SGIM national meetings often have a prevailing buzzword that captures the salient presentations and hallway conversations that live in our community. Over the past 30 years, important buzzwords included nucleoside analogs, health maintenance organizations, and quality of care. The major new contender, and a rising threat to career sustainability in general internal medicine (GIM), is asynchronous care.
Synchronous care occurs when patient and provider convene in real time, either face to face or virtually. Asynchronous care is defined as “communication or information shared between providers, patients, and caregivers that occurs at different points in time.”1 The term captures the triage and management of laboratory and imaging results, addressing patient-portal and phone messages, medication refill requests, facilitating interactions with multidisciplinary teams and home health providers, coordinating care with subspecialists, and completing the myriad panel management tasks. Some of these inputs require high-level clinical decision-making, but many do not. Some meet the important healthcare needs of our patients while others are of low value. These inputs come in addition to time-consuming preparatory data gathering before visits and often lengthy post-visit documentation. The buzz at the 2023 SGIM annual meeting was that this work is unreimbursed, invisible to those without panel management tasks and underappreciated by health systems. Functionally, asynchronous care creates cognitive overload, promotes moral injury through decay of work-life balance, and saps the joy of practicing GIM physicians.
A common sentiment among senior physicians is that processes existed prior to EHR implementation through which clinic staff streamlined physician work by filtering out non-clinical tasks. The EHR supplanted these processes by routing everything directly to the clinician. Secure messaging via patient portals introduced new inputs, and the volume of these messages exploded over the past 10 years, especially during the pandemic.2
The causal relationship between asynchronous care and physician burnout is firmly established as is the impact of burnout on care quality and patient satisfaction.3 The tsunami of asynchronous work is outpacing efforts to meet the demand. In addition to the discussion at the SGIM national meeting, we see increased provider burnout nationally and fewer graduating residents choosing GIM careers.4
As always, the SGIM national meeting brought substantial joy—reengaging with old friends and feeling stimulated by novel ideas. However, the gathering also brought memories of past crises that SGIM helped address: primary care for patients with HIV, stewardship of HMOs, and addressing gaps in quality and safety with research and leadership. GIM is disproportionally impacted by the burden of asynchronous care, but we are also well positioned to address this crisis. We excel at defining a problem, employing evidence-based interventions, and expanding that evidence-base through well-reasoned investigation.

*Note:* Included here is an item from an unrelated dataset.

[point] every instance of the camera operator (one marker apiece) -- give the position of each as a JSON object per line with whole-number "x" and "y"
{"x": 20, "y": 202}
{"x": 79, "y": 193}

We are experts in collaboration and embrace interprofessional team-based care. These strengths are needed to address this complex issue.
In Denver, Colorado, several themes on asynchronous care emerged. First, primary care is a “public good,” and it is imperative for all stakeholders that primary care be a sustainable job. Second, we lack the analytic tools to target and track interventions designed to reduce the burden of asynchronous care. Investigators have found ingenious ways to use EHR activity logs to characterize asynchronous work, but local medical directors cannot easily measure the impact of interventions on their own clinics. Third, the interprofessional team—patient-aligned care teams (PACT)—with each member working at the top of their license, is the most powerful intervention currently available.5 We need to further study and refine our teams to maximize this resource. Fourth, the artificial intelligence (AI) revolution provides some optimism with the potential to aggregate and distill individual patient data to create problem representations, problem-based medication lists, or organize study results from voluminous medical records to support clinical decisions and streamline provider documentation.
SGIM should expand the dedicated space at future regional and national meetings for presentation of research and programmatic innovations addressing asynchronous care to drive change as it has for past healthcare dilemmas. Similarly, until asynchronous work is right-sized, SGIM needs to advocate for adequate time and meaningful credit from our hospital leaders. SGIM can be part of the solution by lobbying for work-credit for clinicians as their asynchronous workload skyrockets. Creating agreed-upon asynchronous care practice standards among our membership will not only improve our ability to effect change among healthcare organizations but also reinvigorate the sustainability of a primary care career.